Он выдернул мою руку из кармана, разжал мне пальцы, и я не удержал монету, потому что сладить с ним было трудно. Он сцапал ее, подбежал к человеку с рупором, выхватил у него билет и бросился в балаган. Делать мне было нечего, и я сел на землю и стал ждать своего старика. Музыка в балагане играла все громче и громче, потом я услышал, как там забили в барабаны. Прошло минут пять, музыка вдруг смолкла, и кто-то откинул изнутри полы балагана. Оттуда высыпала толпа мужчин, и позади всех, предпоследним, шел мой старик. Теперь вид у него был гораздо спокойнее, но он попер почему-то напрямик и, неожиданно для самого себя, наткнулся на фонарный столб,
— Па, а где сдача с двадцати пяти центов? — спросил я, догоняя его. — Ты отдашь мне сдачу?
— Потом, сынок,— сказал он, потирая ушибленную скулу, — у меня в кармане она будет целее. Тебе отдай, а ты ее, чего доброго, потеряешь.
Мы пошли между двумя рядами балаганов, поглядывая по сторонам, нет ли где Хэнсома. И, пройдя почти до самого конца, вдруг увидели его.
— Господи! Что он здесь делает, этот Хэнсом? — сказал папа, останавливаясь. Хэнсом стоял за большим куском брезента, высунув голову в круглую дыру, вырезанную посредине. Шагах в десяти - пятнадцати от него была скамейка, а на ней лежала груда бейсбольных мячей. У скамейки стоял человек в красной шелковой рубашке, в руках у него тоже были мячи.
— Три мяча на десять центов, а тому, кто попадет в черномазого, выдается душистая сигара, — говорил он. — Подходите, друзья, проверьте свою меткость. Если черномазый не увернется, сигара ваша.
— Хэнсом, как это ты попал в такую передрягу? — крикнул мой старик, — Что случилось?
— Здрасте, мистер Моррис! — сказал Хэнсом. — Хэлло, мистер Вильям!
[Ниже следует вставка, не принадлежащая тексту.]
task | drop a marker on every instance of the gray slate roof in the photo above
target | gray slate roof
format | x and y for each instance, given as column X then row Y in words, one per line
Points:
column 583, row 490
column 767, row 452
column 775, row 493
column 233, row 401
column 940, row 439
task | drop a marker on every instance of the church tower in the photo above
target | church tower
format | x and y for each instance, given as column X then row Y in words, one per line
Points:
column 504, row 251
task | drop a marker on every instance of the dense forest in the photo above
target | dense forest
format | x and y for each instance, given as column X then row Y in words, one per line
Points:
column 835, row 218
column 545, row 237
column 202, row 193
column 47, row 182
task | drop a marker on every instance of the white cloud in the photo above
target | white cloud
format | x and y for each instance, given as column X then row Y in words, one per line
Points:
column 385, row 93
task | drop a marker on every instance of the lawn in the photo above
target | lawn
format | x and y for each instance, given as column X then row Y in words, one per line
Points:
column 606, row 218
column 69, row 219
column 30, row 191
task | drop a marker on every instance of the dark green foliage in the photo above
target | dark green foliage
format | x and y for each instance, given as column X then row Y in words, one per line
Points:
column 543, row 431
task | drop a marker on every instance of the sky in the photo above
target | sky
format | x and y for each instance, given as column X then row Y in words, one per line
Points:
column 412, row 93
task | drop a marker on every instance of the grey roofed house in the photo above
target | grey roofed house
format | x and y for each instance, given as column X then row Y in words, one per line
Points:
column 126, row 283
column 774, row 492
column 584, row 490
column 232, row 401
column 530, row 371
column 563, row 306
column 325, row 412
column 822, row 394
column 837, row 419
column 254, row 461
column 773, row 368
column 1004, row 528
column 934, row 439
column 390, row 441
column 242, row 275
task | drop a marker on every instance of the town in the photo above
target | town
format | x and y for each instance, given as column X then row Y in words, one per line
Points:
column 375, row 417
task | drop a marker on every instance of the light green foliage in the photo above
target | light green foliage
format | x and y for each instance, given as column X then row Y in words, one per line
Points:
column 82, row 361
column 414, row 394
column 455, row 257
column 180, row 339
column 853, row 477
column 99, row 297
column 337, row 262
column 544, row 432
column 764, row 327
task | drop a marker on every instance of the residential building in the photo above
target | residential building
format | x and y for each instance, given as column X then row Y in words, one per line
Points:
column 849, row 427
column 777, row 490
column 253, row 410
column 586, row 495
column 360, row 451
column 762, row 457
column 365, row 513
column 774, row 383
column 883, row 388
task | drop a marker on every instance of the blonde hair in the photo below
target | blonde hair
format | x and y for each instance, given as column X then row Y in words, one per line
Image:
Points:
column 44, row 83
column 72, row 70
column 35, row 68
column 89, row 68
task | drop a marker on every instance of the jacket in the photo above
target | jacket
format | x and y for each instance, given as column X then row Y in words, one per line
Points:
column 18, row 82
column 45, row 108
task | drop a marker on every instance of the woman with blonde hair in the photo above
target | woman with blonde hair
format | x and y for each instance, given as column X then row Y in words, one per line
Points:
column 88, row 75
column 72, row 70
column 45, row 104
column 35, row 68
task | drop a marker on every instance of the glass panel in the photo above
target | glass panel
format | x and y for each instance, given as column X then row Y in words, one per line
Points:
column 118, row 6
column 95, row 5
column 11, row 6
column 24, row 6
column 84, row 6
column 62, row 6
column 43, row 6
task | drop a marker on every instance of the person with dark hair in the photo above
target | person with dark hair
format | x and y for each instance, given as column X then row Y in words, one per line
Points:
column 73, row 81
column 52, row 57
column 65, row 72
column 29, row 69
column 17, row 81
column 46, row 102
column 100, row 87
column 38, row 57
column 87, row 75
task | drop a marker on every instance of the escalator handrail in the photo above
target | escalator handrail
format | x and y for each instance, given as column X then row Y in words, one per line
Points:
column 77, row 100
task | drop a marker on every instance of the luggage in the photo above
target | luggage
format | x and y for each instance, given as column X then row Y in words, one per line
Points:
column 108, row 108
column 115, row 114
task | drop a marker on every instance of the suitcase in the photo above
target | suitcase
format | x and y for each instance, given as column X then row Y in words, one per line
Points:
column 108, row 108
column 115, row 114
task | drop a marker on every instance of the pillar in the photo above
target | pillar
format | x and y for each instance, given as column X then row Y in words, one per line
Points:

— Хэлло, Хэнсом! — сказал я.
— Тебя привязали? — спросил папа, — Ты что, не можешь уйти оттуда?
— А я, мистер Моррис, вовсе не хочу уходить, — ответил Хэнсом. — Я здесь на службе.
— Что это тебе вдруг приспичило сегодня утром, почему ты удрал?
— Вы, мистер Моррис, сами знаете почему, — сказал Хэнсом. — Мне у вас надоело — работаешь даром, да еще банджо у тебя отнимают. Мне надоело, когда со мной так обращаются. Но я на вас не сержусь, мистер Моррис.
— Сейчас же вылезай оттуда и марш домой, — сказал папа.— Дома беспорядок, а прибрать некому, Так нельзя — вдруг взял да ушел.